Class - FlowerTaskRunner#

class openfl.federated.task.runner_flower.FlowerTaskRunner(**kwargs)[source]#

Bases: TaskRunner

FlowerTaskRunner is a task runner that executes the Flower SuperNode to initialize and manage experiments from the client side.

This class is responsible for starting a local gRPC server and a Flower SuperNode in a subprocess. It provides options for both manual and automatic shutdown based on subprocess activity.

__init__(**kwargs)[source]#

Initialize the FlowerTaskRunner.

Parameters:

**kwargs – Additional parameters to pass to the functions.

Methods

__init__(**kwargs)

Initialize the FlowerTaskRunner.

get_data_loader()

Get the data_loader object.

get_required_tensorkeys_for_function(...)

Get tensor keys for functions.

get_tensor_dict(with_opt_vars)

Get the weights.

get_train_data_size()

Get the number of training examples.

get_valid_data_size()

Get the number of examples.

initialize_globals()

Initialize all global variables.

initialize_tensorkeys_for_functions([...])

Initialize tensor keys for functions.

load_native(filepath, **kwargs)

Load model state from a filepath in ML-framework "native" format, e.g. PyTorch pickled models.

reset_opt_vars()

Reinitialize the optimizer variables.

save_native(filepath, **kwargs)

Save model weights to a .npz file specified by the filepath.

set_data_loader(data_loader)

Set data_loader object.

set_optimizer_treatment(opt_treatment)

Change the treatment of current instance optimizer.

set_tensor_dict(tensor_dict[, with_opt_vars])

Set the tensor dictionary for the task runner.

start_client_adapter([col_name, round_num, ...])

Start the FlowerInteropServer and the Flower SuperNode.

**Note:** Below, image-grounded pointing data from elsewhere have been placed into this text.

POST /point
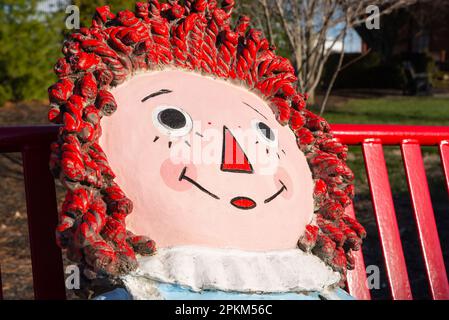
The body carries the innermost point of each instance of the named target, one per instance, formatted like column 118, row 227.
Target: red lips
column 243, row 203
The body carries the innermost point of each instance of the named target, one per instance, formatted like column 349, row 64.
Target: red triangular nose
column 234, row 158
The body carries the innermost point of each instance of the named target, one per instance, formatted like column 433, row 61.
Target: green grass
column 394, row 110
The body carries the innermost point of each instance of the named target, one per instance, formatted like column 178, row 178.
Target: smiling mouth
column 243, row 203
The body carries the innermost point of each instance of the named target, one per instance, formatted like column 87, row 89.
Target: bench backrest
column 48, row 277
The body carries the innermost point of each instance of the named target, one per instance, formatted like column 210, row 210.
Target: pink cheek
column 285, row 178
column 171, row 172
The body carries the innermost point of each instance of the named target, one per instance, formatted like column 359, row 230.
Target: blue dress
column 176, row 292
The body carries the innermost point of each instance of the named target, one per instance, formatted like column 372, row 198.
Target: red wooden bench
column 48, row 278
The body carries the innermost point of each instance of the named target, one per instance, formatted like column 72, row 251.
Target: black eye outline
column 179, row 127
column 261, row 127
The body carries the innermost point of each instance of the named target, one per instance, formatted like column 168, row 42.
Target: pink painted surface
column 356, row 279
column 425, row 220
column 170, row 209
column 386, row 219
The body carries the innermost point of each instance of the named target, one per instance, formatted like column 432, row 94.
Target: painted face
column 205, row 162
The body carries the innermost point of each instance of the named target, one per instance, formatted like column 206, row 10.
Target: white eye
column 172, row 121
column 265, row 133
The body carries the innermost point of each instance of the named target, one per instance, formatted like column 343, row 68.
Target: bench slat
column 386, row 219
column 46, row 258
column 425, row 219
column 356, row 279
column 444, row 153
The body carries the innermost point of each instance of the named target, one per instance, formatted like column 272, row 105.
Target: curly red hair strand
column 196, row 36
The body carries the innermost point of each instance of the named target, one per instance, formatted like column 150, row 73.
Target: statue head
column 180, row 128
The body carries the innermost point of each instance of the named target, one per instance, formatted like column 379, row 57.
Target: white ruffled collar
column 199, row 268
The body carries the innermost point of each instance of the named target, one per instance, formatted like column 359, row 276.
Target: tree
column 306, row 25
column 29, row 42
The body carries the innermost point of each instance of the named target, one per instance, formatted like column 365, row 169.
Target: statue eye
column 172, row 121
column 266, row 134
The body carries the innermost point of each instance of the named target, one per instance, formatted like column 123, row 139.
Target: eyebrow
column 157, row 93
column 254, row 109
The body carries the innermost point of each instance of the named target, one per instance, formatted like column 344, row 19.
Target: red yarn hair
column 196, row 35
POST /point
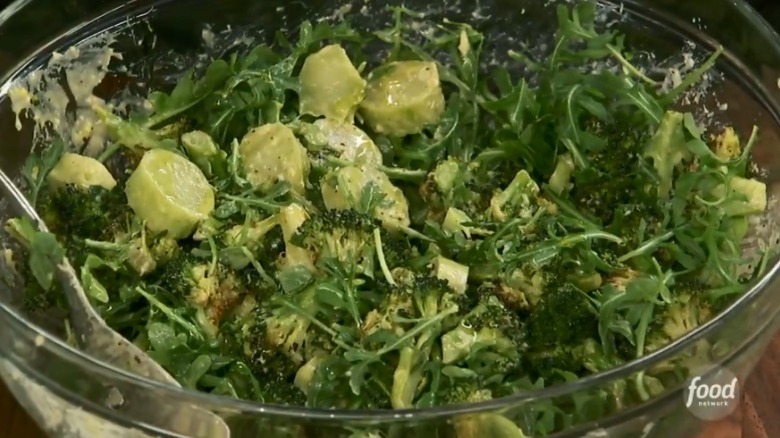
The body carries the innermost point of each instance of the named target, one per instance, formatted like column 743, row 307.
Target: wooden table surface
column 759, row 416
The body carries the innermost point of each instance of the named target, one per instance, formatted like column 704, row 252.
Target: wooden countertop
column 759, row 416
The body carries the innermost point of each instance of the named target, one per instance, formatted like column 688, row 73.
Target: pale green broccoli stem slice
column 271, row 154
column 744, row 196
column 205, row 153
column 351, row 143
column 516, row 200
column 169, row 194
column 343, row 189
column 403, row 98
column 407, row 377
column 455, row 274
column 331, row 86
column 560, row 180
column 290, row 218
column 81, row 172
column 667, row 149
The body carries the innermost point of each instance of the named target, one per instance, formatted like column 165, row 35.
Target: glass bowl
column 70, row 394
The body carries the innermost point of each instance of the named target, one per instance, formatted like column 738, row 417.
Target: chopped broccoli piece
column 94, row 213
column 481, row 425
column 686, row 313
column 342, row 236
column 563, row 316
column 517, row 199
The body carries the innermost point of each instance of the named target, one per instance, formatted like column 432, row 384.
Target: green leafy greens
column 481, row 235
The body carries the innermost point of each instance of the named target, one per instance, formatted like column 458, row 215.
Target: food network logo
column 713, row 395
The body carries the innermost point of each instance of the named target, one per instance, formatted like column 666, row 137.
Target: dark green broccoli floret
column 688, row 311
column 214, row 288
column 340, row 236
column 486, row 341
column 579, row 359
column 92, row 213
column 563, row 316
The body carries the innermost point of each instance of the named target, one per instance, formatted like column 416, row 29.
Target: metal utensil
column 98, row 340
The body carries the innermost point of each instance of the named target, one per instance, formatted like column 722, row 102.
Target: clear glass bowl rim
column 99, row 368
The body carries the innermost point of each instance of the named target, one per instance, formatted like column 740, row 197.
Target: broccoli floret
column 563, row 316
column 686, row 313
column 727, row 145
column 205, row 153
column 287, row 330
column 447, row 186
column 455, row 274
column 133, row 249
column 396, row 302
column 215, row 288
column 413, row 298
column 457, row 221
column 585, row 357
column 342, row 236
column 486, row 340
column 93, row 213
column 518, row 199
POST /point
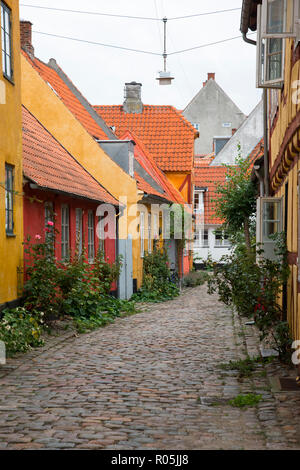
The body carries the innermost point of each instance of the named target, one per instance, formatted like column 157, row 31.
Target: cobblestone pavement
column 148, row 382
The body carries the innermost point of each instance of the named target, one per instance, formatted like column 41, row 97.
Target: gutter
column 246, row 10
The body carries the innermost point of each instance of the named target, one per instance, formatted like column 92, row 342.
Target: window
column 198, row 202
column 219, row 143
column 6, row 41
column 9, row 199
column 142, row 233
column 201, row 238
column 79, row 231
column 149, row 233
column 268, row 222
column 65, row 232
column 49, row 217
column 276, row 20
column 101, row 231
column 91, row 237
column 218, row 238
column 221, row 239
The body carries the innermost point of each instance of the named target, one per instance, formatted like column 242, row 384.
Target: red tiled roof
column 205, row 160
column 50, row 166
column 208, row 177
column 67, row 96
column 256, row 153
column 145, row 159
column 167, row 135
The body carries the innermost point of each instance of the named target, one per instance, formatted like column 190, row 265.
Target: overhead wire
column 113, row 15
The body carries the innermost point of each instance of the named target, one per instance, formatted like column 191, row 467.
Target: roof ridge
column 61, row 145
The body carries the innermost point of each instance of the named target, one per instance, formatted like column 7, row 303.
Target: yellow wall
column 177, row 179
column 287, row 111
column 39, row 99
column 11, row 248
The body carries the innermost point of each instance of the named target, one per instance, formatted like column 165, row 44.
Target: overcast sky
column 100, row 73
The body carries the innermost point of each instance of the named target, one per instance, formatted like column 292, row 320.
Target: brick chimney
column 26, row 37
column 133, row 98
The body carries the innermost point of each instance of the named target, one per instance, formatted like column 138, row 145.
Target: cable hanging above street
column 149, row 18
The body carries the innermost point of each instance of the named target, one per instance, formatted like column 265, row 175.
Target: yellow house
column 278, row 73
column 11, row 207
column 53, row 99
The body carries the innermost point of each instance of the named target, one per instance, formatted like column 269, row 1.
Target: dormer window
column 276, row 20
column 6, row 41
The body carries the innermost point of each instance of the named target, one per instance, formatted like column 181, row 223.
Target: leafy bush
column 253, row 289
column 157, row 285
column 20, row 331
column 196, row 278
column 242, row 401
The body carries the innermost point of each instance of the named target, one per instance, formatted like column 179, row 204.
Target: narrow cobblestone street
column 148, row 382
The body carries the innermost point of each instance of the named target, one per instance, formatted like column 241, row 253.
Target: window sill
column 10, row 80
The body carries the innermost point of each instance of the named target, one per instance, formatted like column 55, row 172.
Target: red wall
column 34, row 220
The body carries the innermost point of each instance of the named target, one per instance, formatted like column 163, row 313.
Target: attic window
column 276, row 20
column 219, row 143
column 52, row 88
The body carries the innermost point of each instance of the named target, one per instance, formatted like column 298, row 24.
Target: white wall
column 216, row 252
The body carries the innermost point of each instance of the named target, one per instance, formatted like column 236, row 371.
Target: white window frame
column 142, row 234
column 79, row 231
column 262, row 62
column 91, row 236
column 65, row 232
column 6, row 41
column 150, row 233
column 268, row 245
column 293, row 19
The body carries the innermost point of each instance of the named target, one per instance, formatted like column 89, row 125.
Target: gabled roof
column 208, row 177
column 166, row 134
column 247, row 137
column 50, row 166
column 62, row 86
column 147, row 162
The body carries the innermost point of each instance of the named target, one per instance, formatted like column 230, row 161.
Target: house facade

train_batches([num_batches, use_tqdm])

Perform the training for a specified number of batches.

validate()

Run validation.

get_data_loader()[source]#

Get the data_loader object.

Serves up batches and provides info regarding data_loader.

Returns:

data_loader object

get_required_tensorkeys_for_function(func_name, **kwargs)[source]#

Get tensor keys for functions. Return empty dict.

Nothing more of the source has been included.